Three escape hatches:
-
Ctrl-C — the SIGINT handler unwinds cleanly, writes phase history, closes the build log. Partial state is preserved for
resume. -
touch improve/STOP— only for the improve cycle; checked at iteration boundaries. -
pkill -f "python3 -m cadillac"— last resort. The phase history may lose the in-flight phase's contribution but everything else is durable.
If a build hangs consistently on the same task, it's a bug — file an issue with the workspace tarball.
--api-url URL is the single flag that controls this. Defaults to http://localhost:8000/v1. All chat completions and /v1/models lookups go to that URL.
For models that need an API key, also pass --api-key KEY.
For client-side rate limiting (to be nice to a shared endpoint), --rate 0.5 = max 0.5 calls/sec. --rate 0 disables.

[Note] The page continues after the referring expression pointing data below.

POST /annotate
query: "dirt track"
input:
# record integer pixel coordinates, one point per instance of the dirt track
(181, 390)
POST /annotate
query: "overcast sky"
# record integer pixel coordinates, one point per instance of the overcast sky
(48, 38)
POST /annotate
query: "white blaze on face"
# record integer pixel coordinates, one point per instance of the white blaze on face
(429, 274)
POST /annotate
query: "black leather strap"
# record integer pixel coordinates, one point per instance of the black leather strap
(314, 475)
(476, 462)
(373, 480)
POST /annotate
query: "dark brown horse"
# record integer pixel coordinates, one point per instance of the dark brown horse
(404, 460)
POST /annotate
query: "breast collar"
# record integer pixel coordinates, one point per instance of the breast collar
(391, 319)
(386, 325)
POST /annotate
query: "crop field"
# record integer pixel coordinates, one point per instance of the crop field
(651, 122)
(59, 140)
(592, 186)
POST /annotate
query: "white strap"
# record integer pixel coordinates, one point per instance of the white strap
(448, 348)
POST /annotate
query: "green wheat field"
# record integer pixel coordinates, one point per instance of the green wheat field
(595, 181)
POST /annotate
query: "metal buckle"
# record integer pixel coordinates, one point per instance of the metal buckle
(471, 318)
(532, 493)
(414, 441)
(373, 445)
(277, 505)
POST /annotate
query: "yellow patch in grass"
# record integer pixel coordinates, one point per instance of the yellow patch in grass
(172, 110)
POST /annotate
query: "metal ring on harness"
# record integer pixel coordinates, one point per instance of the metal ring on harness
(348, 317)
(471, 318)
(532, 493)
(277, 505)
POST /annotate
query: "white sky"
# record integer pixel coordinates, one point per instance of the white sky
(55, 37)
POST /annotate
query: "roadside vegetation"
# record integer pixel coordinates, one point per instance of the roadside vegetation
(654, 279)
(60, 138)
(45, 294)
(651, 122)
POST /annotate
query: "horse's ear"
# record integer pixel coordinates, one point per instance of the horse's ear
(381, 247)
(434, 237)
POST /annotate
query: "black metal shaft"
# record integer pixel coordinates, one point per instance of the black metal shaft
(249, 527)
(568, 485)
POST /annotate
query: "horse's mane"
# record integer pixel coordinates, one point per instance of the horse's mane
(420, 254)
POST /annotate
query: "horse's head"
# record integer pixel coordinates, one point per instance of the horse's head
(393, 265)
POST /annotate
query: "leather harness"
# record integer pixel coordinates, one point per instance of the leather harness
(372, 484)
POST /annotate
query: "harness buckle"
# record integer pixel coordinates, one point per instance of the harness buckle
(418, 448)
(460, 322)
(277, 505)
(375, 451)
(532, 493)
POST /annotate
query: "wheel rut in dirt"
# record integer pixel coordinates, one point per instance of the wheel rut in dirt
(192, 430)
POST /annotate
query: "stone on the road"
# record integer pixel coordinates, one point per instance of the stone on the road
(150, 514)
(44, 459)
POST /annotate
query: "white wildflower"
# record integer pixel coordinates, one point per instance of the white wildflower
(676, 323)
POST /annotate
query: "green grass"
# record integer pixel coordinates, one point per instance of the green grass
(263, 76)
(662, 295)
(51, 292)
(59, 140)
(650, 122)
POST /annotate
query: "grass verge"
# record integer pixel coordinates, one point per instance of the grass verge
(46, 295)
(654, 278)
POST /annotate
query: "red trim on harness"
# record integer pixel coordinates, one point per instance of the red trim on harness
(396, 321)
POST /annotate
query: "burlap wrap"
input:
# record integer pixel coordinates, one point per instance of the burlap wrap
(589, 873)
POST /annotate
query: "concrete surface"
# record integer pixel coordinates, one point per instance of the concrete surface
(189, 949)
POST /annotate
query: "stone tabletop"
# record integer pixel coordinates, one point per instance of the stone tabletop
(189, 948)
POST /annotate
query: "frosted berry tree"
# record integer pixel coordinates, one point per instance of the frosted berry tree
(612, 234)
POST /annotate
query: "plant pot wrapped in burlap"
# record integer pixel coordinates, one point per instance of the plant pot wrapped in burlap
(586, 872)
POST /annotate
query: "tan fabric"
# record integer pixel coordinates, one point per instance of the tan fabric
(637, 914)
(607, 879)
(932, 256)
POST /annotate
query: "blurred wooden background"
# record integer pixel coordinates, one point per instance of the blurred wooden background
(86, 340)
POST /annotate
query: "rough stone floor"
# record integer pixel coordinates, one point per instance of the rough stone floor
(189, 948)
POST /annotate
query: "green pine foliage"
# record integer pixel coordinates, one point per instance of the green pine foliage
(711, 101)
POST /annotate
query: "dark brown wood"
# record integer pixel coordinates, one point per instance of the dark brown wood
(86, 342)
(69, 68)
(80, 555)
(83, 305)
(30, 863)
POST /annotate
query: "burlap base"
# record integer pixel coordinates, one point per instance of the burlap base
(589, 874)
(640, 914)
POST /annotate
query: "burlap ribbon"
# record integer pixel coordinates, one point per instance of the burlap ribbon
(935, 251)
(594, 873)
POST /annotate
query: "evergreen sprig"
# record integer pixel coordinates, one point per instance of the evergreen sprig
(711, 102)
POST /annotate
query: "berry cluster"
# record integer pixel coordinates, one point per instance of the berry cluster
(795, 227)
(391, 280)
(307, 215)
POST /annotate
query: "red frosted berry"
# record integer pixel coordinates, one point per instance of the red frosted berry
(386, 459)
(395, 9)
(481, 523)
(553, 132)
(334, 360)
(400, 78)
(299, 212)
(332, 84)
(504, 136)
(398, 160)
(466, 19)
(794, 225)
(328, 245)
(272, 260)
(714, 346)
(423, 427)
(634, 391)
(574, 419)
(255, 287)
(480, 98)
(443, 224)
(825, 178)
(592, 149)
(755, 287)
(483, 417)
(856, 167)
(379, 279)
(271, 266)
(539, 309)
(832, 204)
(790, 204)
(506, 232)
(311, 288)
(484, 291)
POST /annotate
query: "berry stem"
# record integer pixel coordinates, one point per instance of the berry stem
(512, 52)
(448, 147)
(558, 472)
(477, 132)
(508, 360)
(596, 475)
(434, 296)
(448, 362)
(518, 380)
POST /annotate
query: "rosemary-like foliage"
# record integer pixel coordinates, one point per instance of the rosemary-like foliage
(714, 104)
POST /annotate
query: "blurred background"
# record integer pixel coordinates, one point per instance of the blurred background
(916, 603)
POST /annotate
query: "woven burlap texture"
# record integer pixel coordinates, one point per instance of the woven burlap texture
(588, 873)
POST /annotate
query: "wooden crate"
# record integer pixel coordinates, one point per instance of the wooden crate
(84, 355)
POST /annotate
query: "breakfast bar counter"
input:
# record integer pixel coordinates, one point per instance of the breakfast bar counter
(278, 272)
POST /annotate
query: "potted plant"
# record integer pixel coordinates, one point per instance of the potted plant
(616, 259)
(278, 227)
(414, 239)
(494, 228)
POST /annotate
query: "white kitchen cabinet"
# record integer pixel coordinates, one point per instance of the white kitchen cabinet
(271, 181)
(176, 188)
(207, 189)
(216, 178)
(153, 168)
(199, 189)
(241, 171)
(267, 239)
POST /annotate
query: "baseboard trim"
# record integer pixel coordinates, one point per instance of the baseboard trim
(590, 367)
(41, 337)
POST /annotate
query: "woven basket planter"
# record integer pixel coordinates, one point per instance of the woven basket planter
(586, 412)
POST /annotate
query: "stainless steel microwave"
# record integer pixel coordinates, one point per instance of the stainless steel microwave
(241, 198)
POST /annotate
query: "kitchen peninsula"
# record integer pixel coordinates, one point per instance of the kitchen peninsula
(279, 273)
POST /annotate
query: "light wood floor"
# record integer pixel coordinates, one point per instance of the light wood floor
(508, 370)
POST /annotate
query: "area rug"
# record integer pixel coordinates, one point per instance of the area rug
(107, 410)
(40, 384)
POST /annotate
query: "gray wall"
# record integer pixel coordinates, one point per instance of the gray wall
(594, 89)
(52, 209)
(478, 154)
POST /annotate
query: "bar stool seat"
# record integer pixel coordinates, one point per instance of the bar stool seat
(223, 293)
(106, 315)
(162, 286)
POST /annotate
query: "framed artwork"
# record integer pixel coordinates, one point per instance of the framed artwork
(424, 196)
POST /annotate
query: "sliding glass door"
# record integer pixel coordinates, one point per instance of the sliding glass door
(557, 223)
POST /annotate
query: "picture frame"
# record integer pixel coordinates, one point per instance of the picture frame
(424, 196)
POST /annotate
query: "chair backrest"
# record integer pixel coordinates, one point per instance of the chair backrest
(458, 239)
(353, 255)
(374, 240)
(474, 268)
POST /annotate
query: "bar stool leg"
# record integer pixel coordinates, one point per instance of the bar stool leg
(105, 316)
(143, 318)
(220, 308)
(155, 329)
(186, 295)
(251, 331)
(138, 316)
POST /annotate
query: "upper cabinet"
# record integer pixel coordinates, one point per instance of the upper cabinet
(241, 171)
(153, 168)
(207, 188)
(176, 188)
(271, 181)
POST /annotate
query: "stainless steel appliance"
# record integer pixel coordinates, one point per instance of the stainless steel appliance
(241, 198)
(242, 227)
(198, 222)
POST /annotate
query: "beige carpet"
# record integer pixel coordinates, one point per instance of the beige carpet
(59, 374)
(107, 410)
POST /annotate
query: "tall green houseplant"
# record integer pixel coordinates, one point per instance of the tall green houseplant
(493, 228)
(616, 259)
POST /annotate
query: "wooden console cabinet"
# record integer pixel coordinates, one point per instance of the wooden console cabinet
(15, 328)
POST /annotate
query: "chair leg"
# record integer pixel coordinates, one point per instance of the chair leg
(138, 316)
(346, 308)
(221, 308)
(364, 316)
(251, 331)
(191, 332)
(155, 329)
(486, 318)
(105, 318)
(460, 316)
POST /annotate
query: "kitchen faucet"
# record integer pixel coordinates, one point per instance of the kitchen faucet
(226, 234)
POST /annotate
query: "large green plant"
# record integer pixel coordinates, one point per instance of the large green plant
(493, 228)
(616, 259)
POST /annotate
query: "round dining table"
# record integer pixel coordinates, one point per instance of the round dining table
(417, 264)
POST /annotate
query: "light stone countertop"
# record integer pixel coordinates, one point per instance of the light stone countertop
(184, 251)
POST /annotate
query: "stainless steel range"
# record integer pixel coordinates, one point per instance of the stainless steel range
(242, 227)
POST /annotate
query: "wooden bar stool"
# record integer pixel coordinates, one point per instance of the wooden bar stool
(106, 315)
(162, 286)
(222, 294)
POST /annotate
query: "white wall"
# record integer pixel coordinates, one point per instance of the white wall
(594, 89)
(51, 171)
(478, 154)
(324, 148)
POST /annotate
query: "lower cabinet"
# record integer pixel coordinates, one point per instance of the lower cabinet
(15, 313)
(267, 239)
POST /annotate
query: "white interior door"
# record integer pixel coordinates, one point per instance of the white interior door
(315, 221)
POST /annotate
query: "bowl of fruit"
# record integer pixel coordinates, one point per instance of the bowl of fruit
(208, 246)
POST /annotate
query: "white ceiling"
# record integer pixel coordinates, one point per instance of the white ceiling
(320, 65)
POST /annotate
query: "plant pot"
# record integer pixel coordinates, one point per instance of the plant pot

The phase bar at the top of the live UI is the headline indicator. If you see phases advancing (PLAN → DEPS → SCAFFOLD → BUILD), it's working. If you see the same phase + round counter for >5 minutes, the LLM is stuck mid-response — check the API endpoint.
Auxiliary signals:
-
~/.../workspace-*/progress.mdupdates per round -
~/.../workspace-*/.cadillac/build.jsonlgrows continuously - The dashboard's "Live" panel shows which workspaces are active
The brand connotation: serious, well-engineered, opinionated, not for everyone but very good at what it does.
The acronym backronym (in the README): Critic-driven · Autonomous · Decomposing · Iterative · Learning · Lifecycle · Adaptive · Compiler
Each letter maps to a named subsystem in the codebase — you can grep for it.